A major contribution to reducing human impact refers to the design of more sustainable products, services, and technologies. In order to structure the procedure of the corresponding assessment, some general instruments for the prospective assessment of products, services, and technologies have been developed. These are characterized by a systemic view on the entire life cycle of the research object and the adaptation of existing analytical instruments from the various disciplines of sustainability. An important milestone has been the establishment of international standards on life-cycle assessment in 1997, which have become a widely accepted analysis tool in the context of environmental management. However, even in their updated version, ISO 14040 (2006) and ISO 14044 (2006) only cover the environmental dimension of sustainability. Based on the life-cycle approach as described in ISO 14040/14044, BASF launched SEEBalance® as a comprehensive approach to assess environmental, economic and social aspects of the company’s products and processes in 2005 (BASF, n.d.). Grießhammer et al. (2007) created PROSA (Product Sustainability Assessment) as a concept for strategic analysis, evaluation, and optimization of products and services. PROSA draws on an interdisciplinary set of well-established and standardized individual tools (such as Life-Cycle Assessment, Life-Cycle Costing and Social Life-Cycle Assessment) and systematically structures the decision-making processes, reducing complexity to key elements (cf. Figure 4). In this context, a detailed benefit analysis also plays an important role, considering aspects of use benefit, symbolic benefit, and societal benefit at a qualitative level. Important fields of application include product and technology assessment (cf. Möller et al., 2012), product portfolio analyses in companies, product policy, and dialogue processes.

Figure 4.

Basic structure of PROSA. The sequence of work is guided by the typical phases of strategy formulation processes. The Megatrend Analysis is a scoping tool that facilitates the definition of the objective and the market analysis. The tools in green color (BA, LCA, LCC, SLCA) all represent analytical tools for the in-depth assessment of the different aspects of sustainability (environmental, economic, and social aspects). ProfitS (acronym for Products-fit-to-Sustainability) is the integrated evaluation framework that aggregates the results of the different analytical tools. (Reprinted after Grießhammer et al., 2007 under Creative Commons Attribution 2.0 license). DOI: https://doi.org/10.1525/elementa.2021.035.f4

Figure 4.

Basic structure of PROSA. The sequence of work is guided by the typical phases of strategy formulation processes. The Megatrend Analysis is a scoping tool that facilitates the definition of the objective and the market analysis. The tools in green color (BA, LCA, LCC, SLCA) all represent analytical tools for the in-depth assessment of the different aspects of sustainability (environmental, economic, and social aspects). ProfitS (acronym for Products-fit-to-Sustainability) is the integrated evaluation framework that aggregates the results of the different analytical tools. (Reprinted after Grießhammer et al., 2007 under Creative Commons Attribution 2.0 license). DOI: https://doi.org/10.1525/elementa.2021.035.f4

3.2. Normative aspects

As the presented instruments show, sustainability research is characterized by an overarching interdisciplinary research question—the conjoint consideration of environmental, economic, and social issues. Recently, sustainability assessment follows an approach that aims to integrate global normative settings. In this respect, besides the concept of Planetary Boundaries (Rockström et al., 2009, cf. introduction), the 2030 Agenda with its SDGs (cf. Section 5), and the “precautionary principle” form important normative principles for sustainability research. The latter two approaches are briefly presented and discussed hereafter.

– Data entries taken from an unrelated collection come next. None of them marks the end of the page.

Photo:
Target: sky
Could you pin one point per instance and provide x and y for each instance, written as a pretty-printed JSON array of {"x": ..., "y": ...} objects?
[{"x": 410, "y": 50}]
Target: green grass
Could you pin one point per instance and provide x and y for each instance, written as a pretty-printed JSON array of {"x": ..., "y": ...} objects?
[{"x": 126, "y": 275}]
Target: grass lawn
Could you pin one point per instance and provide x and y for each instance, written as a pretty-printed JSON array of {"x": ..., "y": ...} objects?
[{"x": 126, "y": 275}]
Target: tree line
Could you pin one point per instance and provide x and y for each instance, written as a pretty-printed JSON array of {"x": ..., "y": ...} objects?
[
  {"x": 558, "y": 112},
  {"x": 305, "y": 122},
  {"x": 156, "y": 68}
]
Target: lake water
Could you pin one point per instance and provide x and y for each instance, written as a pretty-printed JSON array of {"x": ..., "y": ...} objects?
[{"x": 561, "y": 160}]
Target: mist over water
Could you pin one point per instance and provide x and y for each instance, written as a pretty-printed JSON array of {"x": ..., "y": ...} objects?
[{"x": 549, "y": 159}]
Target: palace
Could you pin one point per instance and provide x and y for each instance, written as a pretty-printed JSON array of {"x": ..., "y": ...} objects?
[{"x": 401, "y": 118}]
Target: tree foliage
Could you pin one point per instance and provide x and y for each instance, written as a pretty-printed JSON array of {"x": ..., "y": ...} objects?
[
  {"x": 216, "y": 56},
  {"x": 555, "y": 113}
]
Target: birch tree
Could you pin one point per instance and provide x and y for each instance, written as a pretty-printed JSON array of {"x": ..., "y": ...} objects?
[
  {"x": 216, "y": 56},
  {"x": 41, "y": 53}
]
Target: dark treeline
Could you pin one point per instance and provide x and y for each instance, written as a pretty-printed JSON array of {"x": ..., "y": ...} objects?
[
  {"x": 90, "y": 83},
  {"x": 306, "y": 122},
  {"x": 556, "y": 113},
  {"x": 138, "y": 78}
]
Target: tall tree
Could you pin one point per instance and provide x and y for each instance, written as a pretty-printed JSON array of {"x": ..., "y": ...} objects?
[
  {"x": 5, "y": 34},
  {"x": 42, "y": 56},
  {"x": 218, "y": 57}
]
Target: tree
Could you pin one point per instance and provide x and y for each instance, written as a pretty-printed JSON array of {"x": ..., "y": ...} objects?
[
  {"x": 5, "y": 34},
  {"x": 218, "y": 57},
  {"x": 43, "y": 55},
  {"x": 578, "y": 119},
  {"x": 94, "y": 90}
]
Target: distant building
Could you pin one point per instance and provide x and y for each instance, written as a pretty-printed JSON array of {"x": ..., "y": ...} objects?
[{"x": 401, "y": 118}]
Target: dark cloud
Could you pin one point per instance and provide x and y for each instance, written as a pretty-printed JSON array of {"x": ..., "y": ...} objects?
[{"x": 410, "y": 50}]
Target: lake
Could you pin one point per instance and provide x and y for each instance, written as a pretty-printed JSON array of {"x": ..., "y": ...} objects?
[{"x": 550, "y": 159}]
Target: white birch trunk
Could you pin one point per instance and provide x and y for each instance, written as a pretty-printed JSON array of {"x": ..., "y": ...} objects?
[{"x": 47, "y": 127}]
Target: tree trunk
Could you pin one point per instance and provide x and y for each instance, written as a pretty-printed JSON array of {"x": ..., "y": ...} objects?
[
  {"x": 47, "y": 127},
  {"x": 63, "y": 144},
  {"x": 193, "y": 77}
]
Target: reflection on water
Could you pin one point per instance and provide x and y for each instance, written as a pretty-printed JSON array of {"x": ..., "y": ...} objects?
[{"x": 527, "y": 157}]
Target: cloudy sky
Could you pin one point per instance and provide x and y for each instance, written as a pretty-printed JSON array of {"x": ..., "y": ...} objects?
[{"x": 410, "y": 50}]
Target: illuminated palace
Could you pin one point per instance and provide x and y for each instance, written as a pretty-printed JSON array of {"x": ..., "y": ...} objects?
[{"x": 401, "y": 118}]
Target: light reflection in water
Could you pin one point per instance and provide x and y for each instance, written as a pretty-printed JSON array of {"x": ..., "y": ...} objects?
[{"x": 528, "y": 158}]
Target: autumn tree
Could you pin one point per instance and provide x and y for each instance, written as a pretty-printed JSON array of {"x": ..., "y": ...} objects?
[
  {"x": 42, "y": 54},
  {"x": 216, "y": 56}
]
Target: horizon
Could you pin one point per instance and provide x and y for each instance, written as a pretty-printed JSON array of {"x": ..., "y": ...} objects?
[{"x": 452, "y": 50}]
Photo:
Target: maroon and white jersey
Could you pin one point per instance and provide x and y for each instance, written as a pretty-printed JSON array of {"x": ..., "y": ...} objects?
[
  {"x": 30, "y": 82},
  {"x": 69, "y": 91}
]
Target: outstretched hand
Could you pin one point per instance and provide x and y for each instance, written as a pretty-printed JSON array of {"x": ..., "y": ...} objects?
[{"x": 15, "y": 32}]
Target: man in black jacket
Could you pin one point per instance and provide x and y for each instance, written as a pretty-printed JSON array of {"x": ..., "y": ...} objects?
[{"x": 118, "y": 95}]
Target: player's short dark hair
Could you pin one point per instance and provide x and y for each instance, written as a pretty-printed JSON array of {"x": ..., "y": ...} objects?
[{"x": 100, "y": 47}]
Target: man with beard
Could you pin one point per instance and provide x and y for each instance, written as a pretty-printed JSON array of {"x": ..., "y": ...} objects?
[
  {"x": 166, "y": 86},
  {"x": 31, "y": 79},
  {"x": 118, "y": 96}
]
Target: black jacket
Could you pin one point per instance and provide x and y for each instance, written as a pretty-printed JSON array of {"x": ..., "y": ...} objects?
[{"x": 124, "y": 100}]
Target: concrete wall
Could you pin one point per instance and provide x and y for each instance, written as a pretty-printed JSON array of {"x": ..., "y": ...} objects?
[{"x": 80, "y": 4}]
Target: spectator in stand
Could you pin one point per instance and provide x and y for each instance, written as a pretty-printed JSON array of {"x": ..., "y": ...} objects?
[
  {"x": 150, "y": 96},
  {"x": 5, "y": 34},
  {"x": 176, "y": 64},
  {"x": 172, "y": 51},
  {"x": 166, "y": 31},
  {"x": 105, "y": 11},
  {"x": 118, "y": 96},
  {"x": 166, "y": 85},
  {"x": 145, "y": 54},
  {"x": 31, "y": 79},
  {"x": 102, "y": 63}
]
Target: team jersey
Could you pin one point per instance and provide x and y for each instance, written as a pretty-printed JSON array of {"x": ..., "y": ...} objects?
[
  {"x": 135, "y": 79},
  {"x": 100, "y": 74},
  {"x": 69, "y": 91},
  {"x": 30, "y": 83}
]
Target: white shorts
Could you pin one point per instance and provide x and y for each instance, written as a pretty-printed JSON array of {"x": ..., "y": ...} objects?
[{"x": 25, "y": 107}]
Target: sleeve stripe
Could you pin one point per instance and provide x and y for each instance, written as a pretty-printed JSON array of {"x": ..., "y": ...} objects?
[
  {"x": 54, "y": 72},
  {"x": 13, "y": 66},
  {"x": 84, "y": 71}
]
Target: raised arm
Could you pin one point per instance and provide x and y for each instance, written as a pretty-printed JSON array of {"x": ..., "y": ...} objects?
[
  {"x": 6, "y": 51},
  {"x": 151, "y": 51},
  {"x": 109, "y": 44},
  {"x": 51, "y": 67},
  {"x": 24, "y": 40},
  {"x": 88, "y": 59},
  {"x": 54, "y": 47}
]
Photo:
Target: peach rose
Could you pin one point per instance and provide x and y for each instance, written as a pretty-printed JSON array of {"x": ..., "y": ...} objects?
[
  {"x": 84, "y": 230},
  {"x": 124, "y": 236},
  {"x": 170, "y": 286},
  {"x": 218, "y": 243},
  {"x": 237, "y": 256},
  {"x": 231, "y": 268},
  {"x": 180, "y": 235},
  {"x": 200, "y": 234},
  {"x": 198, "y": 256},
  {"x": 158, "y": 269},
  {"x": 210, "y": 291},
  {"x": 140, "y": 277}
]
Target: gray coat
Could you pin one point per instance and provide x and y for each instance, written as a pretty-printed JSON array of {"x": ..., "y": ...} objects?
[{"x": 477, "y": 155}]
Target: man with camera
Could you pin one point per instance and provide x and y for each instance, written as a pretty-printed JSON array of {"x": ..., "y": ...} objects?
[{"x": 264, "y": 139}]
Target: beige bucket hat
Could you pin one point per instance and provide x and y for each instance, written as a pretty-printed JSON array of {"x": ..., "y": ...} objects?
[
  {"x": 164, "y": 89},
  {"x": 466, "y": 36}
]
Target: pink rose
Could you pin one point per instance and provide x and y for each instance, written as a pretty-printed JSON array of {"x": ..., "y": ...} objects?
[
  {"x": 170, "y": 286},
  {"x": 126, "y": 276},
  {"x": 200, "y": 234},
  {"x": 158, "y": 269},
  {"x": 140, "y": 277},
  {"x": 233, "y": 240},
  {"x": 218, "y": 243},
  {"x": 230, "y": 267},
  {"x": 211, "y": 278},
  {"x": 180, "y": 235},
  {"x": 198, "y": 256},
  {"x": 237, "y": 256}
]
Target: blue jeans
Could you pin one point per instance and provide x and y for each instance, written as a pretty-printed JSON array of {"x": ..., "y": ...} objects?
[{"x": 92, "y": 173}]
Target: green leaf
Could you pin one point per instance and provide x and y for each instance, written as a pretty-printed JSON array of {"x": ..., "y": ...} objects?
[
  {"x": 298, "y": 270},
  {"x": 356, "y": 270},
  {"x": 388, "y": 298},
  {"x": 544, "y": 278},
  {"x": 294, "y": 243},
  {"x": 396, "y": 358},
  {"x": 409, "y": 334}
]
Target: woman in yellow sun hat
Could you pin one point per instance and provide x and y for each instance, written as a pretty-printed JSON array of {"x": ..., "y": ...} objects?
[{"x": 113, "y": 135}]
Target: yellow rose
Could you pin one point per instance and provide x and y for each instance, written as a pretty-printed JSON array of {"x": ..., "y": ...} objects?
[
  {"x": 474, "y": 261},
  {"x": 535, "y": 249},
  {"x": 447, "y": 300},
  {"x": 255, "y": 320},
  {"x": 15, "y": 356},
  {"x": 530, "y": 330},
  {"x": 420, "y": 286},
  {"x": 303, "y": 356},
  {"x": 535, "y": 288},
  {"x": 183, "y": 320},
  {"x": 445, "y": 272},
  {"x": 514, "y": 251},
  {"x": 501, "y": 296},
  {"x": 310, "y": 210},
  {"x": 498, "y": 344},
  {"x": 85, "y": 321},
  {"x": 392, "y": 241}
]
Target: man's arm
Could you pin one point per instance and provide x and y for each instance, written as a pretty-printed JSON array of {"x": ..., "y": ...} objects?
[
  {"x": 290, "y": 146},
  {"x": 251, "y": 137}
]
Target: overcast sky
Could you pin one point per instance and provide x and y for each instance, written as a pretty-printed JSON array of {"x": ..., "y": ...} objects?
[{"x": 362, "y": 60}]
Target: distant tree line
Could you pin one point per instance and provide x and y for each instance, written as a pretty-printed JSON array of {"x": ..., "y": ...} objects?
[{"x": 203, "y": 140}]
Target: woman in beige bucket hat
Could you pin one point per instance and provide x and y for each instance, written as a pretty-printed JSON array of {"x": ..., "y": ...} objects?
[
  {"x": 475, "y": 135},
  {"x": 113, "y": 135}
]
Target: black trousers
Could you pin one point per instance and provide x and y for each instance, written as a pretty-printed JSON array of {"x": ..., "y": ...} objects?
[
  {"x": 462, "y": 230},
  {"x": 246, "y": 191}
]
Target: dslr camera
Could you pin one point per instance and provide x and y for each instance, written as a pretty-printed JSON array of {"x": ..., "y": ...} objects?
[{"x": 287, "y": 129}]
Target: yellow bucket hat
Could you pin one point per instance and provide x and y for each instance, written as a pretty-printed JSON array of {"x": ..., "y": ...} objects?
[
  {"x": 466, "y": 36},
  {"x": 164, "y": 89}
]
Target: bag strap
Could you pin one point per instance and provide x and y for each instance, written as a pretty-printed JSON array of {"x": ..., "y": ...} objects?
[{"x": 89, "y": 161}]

With the adoption of the 2030 Agenda, its 17 SDGs and 169 targets, an internationally agreed set of sustainability goals has been in place since 2015 (United Nations, 2016). These goals can be considered as the interdisciplinary normative basis of sustainability research, covering environmental, economic, and social aspects. In these terms, they offer the unique chance to guide research on sustainability worldwide. However, implementing the 17 SDGs is challenging, since actions necessary to reach one SDG might interfere with actions required to reach other goals of the 2030 Agenda. For example, the use of biofuels can make a positive contribution to achieving SDG target 7.2 (increasing the share of renewable energy); however, existing conflicts of their use in the food sector poses major risks regarding SDG 2 (end hunger). Therefore, the global challenge of sustainability research is to foster consistency of the different policy areas, to steer transformation processes (cf. Section 5), and to facilitate and support behavioral changes aiming for sustainability. Major challenges and starting points for shaping transformation processes in an active way are shown in the following section using the assessment and substitution of substances of very high concern as an important example in industrial practice (cf. Section 3.3). Here, sustainability research is based on ethical principles that ensure consistency between the various interests. To this end, the partly implicit corporatist or individual moral concepts must first be articulated in order to then examine them against the background of a global concept of justice that also includes future generations and responsibility toward nature (Jonas, 1984; Grunwald, 1999).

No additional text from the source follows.